Большинство первоначальных советских комментариев на тему выработки нового международного "кодекса поведения" были негативными. Советскую точку зрения накануне смены американских администраций (и оптимистично выраженную надежду на то, что "улучшение советско-американских отношений придаст новый импульс процессу разрядки") выразил ведущий советский дипломат-ученый Влади мир Петровский, который заявил: "Нет необходимости искать какие-то новые правила поведения, так называемый кодекс разрядки. . .. У нас уже есть такой кодекс разрядки". Петровский имел в виду Хельсинкский заключительный акт и другие документы, такие как соглашение об основных принципах 1972 года с Соединенными Штатами. Его возражение против послеафганских предложений о таком кодексе поведения (со ссылкой на кодификации времен администрации Рейгана) заключалось не только в том, что они не нужны, но и в том, что авторы таких предложений хотят навязать двойной стандарт, оправдывающий американское вмешательство и предотвращающий советскую деятельность по всему миру.
Это же возражение, несомненно, относилось и к ранним комментариям Хейга по поводу кодекса поведения.
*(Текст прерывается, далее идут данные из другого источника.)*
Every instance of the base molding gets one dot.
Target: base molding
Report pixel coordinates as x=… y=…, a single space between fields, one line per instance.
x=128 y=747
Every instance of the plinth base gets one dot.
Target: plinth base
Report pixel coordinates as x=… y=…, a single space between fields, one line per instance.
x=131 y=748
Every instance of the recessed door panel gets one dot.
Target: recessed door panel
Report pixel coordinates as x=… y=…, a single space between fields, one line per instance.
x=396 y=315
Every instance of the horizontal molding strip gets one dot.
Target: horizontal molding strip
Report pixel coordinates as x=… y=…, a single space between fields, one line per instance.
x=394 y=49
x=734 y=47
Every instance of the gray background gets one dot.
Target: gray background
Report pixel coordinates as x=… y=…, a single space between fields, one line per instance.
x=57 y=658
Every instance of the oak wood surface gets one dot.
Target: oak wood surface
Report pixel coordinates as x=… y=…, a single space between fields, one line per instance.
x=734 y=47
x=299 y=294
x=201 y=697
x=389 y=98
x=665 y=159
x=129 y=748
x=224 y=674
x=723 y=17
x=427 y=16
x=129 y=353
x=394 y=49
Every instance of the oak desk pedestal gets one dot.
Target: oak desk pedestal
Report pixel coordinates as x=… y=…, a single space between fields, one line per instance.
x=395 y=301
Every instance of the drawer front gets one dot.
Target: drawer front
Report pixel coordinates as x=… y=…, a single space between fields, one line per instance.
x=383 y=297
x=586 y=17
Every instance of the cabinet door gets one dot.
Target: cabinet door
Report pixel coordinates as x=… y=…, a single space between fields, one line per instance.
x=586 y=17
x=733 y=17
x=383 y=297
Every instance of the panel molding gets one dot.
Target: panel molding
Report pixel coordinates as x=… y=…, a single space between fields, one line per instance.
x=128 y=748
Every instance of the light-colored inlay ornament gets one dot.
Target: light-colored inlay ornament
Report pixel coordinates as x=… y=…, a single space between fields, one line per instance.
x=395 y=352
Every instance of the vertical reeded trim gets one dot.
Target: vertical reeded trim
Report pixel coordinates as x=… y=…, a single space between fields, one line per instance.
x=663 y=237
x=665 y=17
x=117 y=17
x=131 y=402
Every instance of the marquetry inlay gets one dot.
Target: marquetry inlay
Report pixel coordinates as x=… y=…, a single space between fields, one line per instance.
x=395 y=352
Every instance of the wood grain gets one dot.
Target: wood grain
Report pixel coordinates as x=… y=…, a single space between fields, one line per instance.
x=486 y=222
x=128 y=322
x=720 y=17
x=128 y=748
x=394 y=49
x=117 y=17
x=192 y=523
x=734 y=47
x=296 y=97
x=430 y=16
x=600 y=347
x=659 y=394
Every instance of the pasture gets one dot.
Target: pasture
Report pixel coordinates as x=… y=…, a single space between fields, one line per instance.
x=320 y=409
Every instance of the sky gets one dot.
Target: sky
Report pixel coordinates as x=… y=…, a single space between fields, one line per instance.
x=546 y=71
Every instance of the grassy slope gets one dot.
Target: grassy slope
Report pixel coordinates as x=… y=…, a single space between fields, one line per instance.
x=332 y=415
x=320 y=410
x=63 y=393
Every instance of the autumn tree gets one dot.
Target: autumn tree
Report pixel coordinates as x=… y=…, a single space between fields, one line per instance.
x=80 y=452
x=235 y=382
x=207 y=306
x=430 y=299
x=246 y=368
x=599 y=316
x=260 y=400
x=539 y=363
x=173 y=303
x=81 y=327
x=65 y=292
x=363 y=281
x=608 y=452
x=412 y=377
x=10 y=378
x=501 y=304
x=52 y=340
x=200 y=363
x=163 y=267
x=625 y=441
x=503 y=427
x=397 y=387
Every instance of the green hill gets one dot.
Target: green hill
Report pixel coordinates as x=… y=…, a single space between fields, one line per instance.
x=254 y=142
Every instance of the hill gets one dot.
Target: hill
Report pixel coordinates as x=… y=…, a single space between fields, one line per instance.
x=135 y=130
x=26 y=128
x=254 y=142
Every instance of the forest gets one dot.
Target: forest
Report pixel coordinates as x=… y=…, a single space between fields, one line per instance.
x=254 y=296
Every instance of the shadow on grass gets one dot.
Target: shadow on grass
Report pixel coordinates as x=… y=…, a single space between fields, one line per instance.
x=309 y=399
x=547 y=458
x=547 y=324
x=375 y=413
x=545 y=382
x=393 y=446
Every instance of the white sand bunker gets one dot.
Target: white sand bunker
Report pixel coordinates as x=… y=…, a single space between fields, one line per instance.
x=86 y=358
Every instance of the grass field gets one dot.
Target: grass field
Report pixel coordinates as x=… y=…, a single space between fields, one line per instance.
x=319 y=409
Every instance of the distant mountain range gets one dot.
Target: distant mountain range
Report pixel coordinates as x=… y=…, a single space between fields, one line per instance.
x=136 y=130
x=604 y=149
Леонид Замятин, заведующий Отделом международной информации ЦК, 28 марта высказался резко в ответ на требования новой администрации к Советскому Союзу улучшить свое поведение на международной арене в качестве предварительного условия для дипломатического диалога: "Если говорить о правилах поведения, которые обсуждаются на встречах в США, то стандартами поведения для каждого государства, в том числе и для США, являются устав ООН и международные соглашения, подписанные государствами", а "во многих случаях США сейчас не соответствуют ни одному из них". За несколько дней до этого в статье Александрова в "Правде" также был сделан вывод о том, что Вашингтон грубо нарушает "нормы международного права", и был поставлен риторический вопрос: "Можно ли так строить межгосударственные отношения, не превратятся ли они в джунгли?". Но это было сказано как критика американского поведения, а не как аргумент в пользу необходимости или возможности новых норм.
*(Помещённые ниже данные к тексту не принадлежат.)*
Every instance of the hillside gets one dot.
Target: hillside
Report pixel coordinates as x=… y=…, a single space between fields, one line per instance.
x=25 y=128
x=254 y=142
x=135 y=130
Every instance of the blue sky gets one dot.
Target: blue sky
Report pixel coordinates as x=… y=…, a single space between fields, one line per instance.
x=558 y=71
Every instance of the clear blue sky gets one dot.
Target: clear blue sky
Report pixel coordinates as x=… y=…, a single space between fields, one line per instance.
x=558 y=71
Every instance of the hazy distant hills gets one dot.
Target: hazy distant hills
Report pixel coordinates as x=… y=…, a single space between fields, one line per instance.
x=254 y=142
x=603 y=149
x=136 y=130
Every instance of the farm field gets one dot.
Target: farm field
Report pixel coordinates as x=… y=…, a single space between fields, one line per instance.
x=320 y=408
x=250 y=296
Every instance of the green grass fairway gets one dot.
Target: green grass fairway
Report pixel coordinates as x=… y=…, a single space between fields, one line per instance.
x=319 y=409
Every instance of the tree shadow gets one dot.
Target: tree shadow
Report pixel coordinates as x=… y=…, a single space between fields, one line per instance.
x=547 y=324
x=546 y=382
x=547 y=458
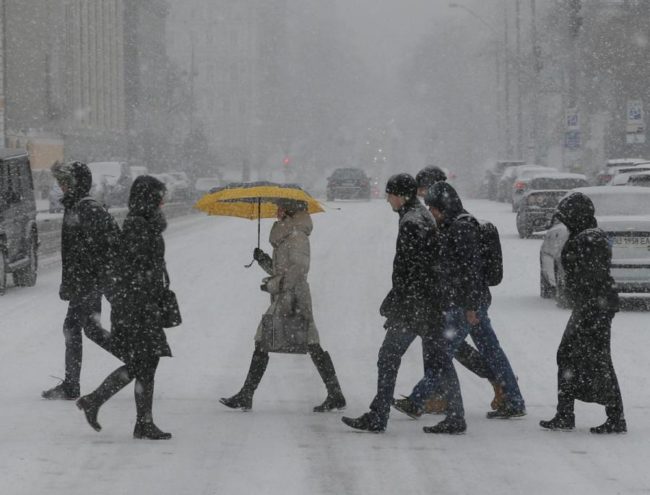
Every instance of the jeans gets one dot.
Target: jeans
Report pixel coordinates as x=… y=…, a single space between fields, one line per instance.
x=456 y=330
x=83 y=315
x=436 y=357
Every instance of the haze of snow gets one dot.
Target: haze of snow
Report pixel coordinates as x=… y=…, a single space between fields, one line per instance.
x=282 y=446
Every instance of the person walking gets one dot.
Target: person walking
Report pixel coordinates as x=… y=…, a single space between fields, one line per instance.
x=89 y=238
x=412 y=307
x=584 y=360
x=138 y=337
x=289 y=289
x=466 y=355
x=467 y=313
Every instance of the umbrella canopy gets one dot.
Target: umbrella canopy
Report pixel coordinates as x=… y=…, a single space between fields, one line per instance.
x=253 y=200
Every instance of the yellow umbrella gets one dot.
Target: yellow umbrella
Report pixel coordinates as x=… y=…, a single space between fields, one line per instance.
x=253 y=200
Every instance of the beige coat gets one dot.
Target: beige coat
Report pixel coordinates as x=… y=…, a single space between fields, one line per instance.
x=287 y=283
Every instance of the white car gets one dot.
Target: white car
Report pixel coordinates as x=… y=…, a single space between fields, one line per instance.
x=624 y=214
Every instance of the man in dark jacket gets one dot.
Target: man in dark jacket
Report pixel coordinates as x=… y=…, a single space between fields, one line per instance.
x=89 y=239
x=585 y=369
x=468 y=300
x=466 y=355
x=409 y=307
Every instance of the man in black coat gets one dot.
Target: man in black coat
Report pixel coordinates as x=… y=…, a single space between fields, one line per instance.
x=467 y=301
x=89 y=239
x=409 y=307
x=585 y=369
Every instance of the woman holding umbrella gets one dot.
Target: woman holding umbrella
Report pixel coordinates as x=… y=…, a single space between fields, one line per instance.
x=290 y=294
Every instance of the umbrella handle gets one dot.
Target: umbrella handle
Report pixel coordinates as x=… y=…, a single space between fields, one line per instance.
x=259 y=216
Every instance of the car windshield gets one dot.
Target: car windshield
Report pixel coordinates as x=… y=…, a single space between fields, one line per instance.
x=621 y=201
x=546 y=199
x=557 y=183
x=348 y=173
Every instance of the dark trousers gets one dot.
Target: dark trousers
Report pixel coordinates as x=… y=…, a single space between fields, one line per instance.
x=83 y=316
x=437 y=358
x=585 y=368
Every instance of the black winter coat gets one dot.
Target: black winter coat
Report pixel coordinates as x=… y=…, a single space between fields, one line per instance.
x=413 y=300
x=585 y=369
x=89 y=243
x=137 y=333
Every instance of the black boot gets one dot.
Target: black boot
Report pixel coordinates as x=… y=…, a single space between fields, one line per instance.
x=612 y=425
x=91 y=403
x=244 y=398
x=144 y=425
x=451 y=425
x=561 y=421
x=325 y=367
x=63 y=391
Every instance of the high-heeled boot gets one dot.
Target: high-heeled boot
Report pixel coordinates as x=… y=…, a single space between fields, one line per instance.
x=244 y=398
x=144 y=425
x=91 y=403
x=325 y=367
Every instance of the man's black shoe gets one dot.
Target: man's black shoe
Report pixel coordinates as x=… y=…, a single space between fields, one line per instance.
x=63 y=391
x=610 y=426
x=408 y=407
x=563 y=422
x=506 y=413
x=450 y=425
x=365 y=422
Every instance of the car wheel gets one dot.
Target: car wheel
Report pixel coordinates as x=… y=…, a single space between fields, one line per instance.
x=3 y=272
x=26 y=277
x=561 y=297
x=545 y=288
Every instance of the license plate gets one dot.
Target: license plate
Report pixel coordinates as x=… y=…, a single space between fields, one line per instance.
x=631 y=242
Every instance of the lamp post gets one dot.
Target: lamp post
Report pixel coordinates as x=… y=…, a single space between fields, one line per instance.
x=503 y=108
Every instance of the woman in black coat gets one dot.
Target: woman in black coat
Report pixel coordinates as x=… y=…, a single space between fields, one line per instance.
x=585 y=369
x=137 y=335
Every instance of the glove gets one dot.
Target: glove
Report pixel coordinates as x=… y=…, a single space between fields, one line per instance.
x=259 y=255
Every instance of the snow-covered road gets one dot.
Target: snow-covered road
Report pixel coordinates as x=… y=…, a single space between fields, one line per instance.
x=281 y=447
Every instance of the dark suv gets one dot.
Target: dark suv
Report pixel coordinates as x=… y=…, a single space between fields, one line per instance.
x=348 y=183
x=18 y=232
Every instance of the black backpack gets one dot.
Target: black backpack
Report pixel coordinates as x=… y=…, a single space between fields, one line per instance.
x=490 y=250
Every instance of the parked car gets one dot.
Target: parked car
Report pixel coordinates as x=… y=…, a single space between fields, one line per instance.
x=513 y=174
x=622 y=175
x=203 y=185
x=492 y=176
x=348 y=183
x=624 y=214
x=54 y=197
x=536 y=209
x=546 y=181
x=606 y=174
x=641 y=179
x=182 y=187
x=18 y=230
x=111 y=182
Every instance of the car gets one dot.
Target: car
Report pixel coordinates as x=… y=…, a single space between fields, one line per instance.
x=545 y=181
x=18 y=229
x=54 y=198
x=606 y=174
x=621 y=176
x=536 y=210
x=624 y=214
x=204 y=185
x=513 y=174
x=348 y=183
x=111 y=182
x=641 y=179
x=492 y=176
x=182 y=189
Наиболее авторитетно в ежегодном обращении по случаю годовщины со дня рождения Ленина, 22 апреля, член Политбюро Константин У. Черненко заявил, что хотя "Советский Союз твердо выступает за соблюдение общепринятых международных норм. Он отвергает "кодекс поведения", который отбросил бы человечество в давно прошедшую эпоху, когда диктат императоров... безраздельно господствовал в международных отношениях".
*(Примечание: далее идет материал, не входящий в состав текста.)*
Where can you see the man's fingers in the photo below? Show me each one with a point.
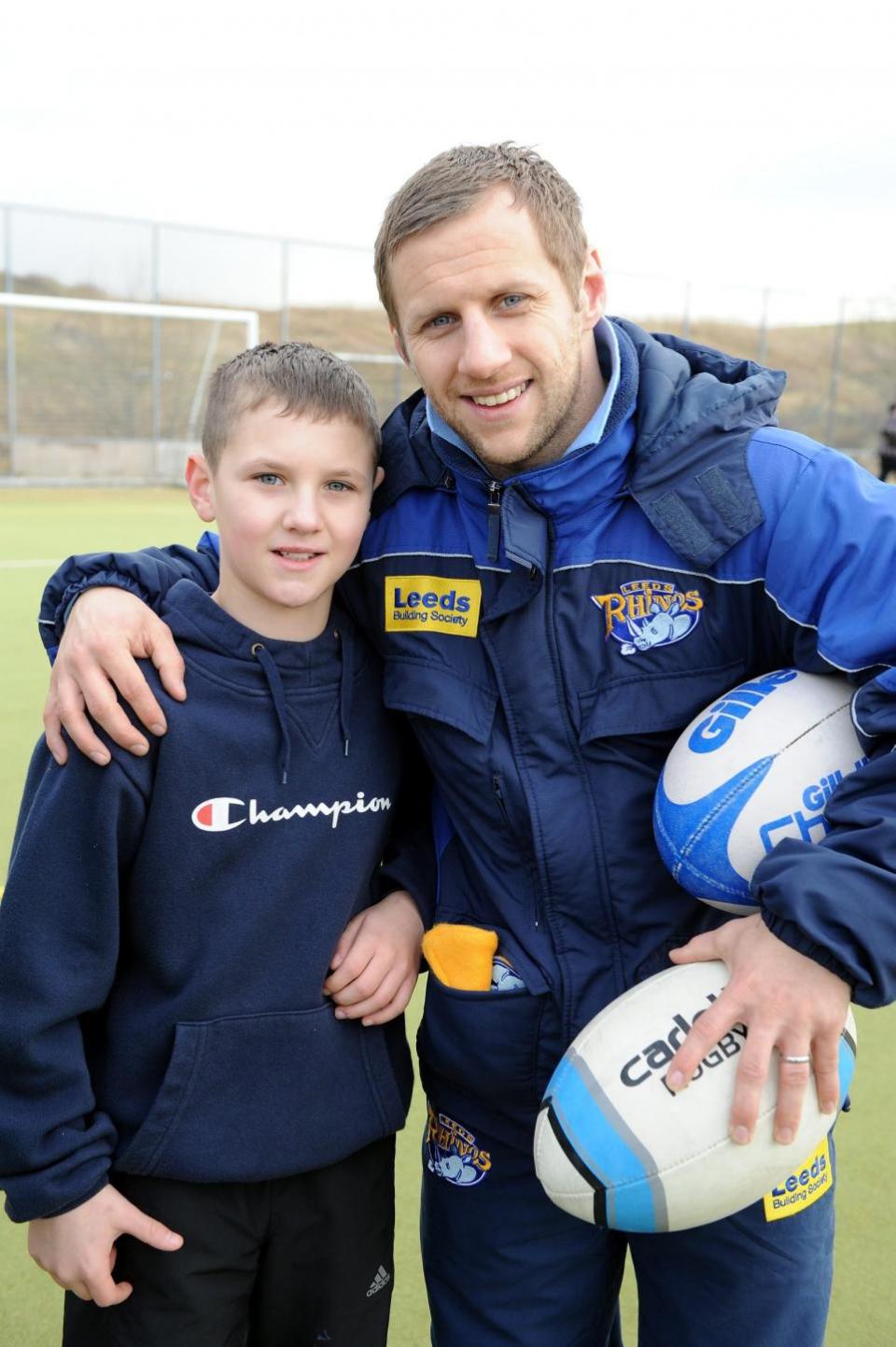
(53, 729)
(792, 1079)
(147, 1228)
(395, 1006)
(100, 701)
(826, 1066)
(133, 689)
(169, 662)
(103, 1291)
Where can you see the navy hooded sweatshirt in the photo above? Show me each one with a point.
(169, 923)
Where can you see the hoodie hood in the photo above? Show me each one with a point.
(259, 666)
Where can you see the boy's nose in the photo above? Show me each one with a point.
(485, 350)
(302, 513)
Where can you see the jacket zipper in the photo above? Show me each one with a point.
(494, 511)
(532, 870)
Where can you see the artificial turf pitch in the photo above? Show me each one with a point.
(41, 526)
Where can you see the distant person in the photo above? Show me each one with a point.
(889, 444)
(558, 478)
(178, 930)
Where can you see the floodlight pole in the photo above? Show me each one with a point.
(11, 330)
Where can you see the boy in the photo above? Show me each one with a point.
(176, 930)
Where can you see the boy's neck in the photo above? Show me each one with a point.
(275, 621)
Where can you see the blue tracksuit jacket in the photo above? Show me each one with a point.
(169, 923)
(507, 616)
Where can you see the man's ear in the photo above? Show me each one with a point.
(593, 292)
(398, 341)
(201, 488)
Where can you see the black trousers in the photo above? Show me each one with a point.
(288, 1262)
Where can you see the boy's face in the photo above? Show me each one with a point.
(291, 498)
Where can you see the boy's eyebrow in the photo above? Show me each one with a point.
(275, 465)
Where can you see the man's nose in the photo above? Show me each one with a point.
(485, 349)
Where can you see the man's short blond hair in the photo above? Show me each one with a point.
(449, 186)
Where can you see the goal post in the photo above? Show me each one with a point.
(106, 388)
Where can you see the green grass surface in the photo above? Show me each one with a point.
(39, 526)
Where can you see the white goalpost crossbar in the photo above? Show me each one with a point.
(136, 310)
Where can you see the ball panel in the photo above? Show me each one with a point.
(665, 1161)
(755, 766)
Некоторые комментаторы, однако, были более открыты для возможности и даже возможной ценности и необходимости выработки уточненных "правил игры" с Соединенными Штатами. В тот же день, когда Черненко произнес свою авторскую речь, Александр Бовин в интервью японской прессе заявил, что Москве и Вашингтону, "возможно, придется выработать нечто вроде правил" конкуренции и "разработать средства" для ослабления напряженности в отношениях между ними. А 3 мая Бовин признал, что "какой-то кодекс поведения действительно необходим", и хотя Советский Союз не согласится отказаться от помощи национально-освободительным движениям и прогрессивным государствам, "действительно должны быть какие-то правила", чтобы предотвратить превращение мира в "арену для столкновений".
К моменту последнего комментария Бовина в официальной советской позиции произошли изменения. Всего через пять дней после выступления Черненко Брежнев напрямую затронул вопрос о кодексе поведения в третьем мире. Он отверг создание сфер влияния или "любого рода "правил", которые увековечили бы империалистический разбой". Он вновь подтвердил советскую поддержку "строгого и полного соблюдения принципа равенства и общепризнанных норм международного права в отношениях между всеми государствами", содержащихся в Уставе ООН, Хельсинском заключительном акте и "хорошо известных соглашениях 1970-х годов между СССР и США". Это - "кодекс поведения", который мы признаем и всегда готовы соблюдать", и Брежнев призвал Соединенные Штаты сделать то же самое. Он, однако, не предлагал провести переговоры по официальному соглашению.
Кодекс поведения Брежнева, строго говоря, не был предложением, и его обработка - даже выбранный повод - скорее предполагала пропагандистский ответ, чем дипломатическую увертюру к Соединенным Штатам. Оно не стало источником возобновления советско-американского диалога. Несмотря на нейтральные формулировки, он был призван оправдать советскую поддержку национально-освободительных движений и развития советских связей с новыми независимыми странами без оправдания американского вмешательства в эти события. Это была формулировка и подтверждение советского взгляда на кодекс поведения, уместного в условиях разрядки, вызов нападкам администрации Рейгана на советское поведение и контратака против американских действий в третьем мире.